Conclusions.— Although hydrocortisone treatment was associated with some improvement in symptoms of CFS, the degree of adrenal suppression precludes its practical use for CFS.

Open access, https://jamanetwork.com/journals/jama/fullarticle/188004
 
There really wasn't much benefit:
In a randomized, double-blind, placebo-controlled trial in CFS, low-dose hydrocortisone treatment was associated with improvement in symptoms as measured by change in Wellness scores. This is the first such study, to our knowledge, to demonstrate improvement with a drug treatment of CFS.

Significant therapeutic benefit, however, was not evident by changes in other self-rating scales. More important, what little improvement might be attributable to hydrocortisone treatment was achieved at the expense of significant adrenal suppression.

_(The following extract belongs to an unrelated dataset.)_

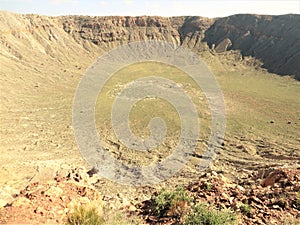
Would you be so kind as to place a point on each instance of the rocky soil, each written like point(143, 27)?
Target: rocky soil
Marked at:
point(267, 197)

We found that low-dose hydrocortisone treatment has mild side effects (Table 3) and affords minimal therapeutic benefit for CFS, but significantly suppresses adrenal responsiveness.


Given it was only the global wellbeing assessment that showed any difference, and then only a small benefit on average, it's likely that the benefit was mostly just the benefit that even healthy people can feel when given corticosteroids:
Many people enjoy the benefits of prednisone and other corticosteroids when they elevate mood, creating a sense of euphoria and excessive energy.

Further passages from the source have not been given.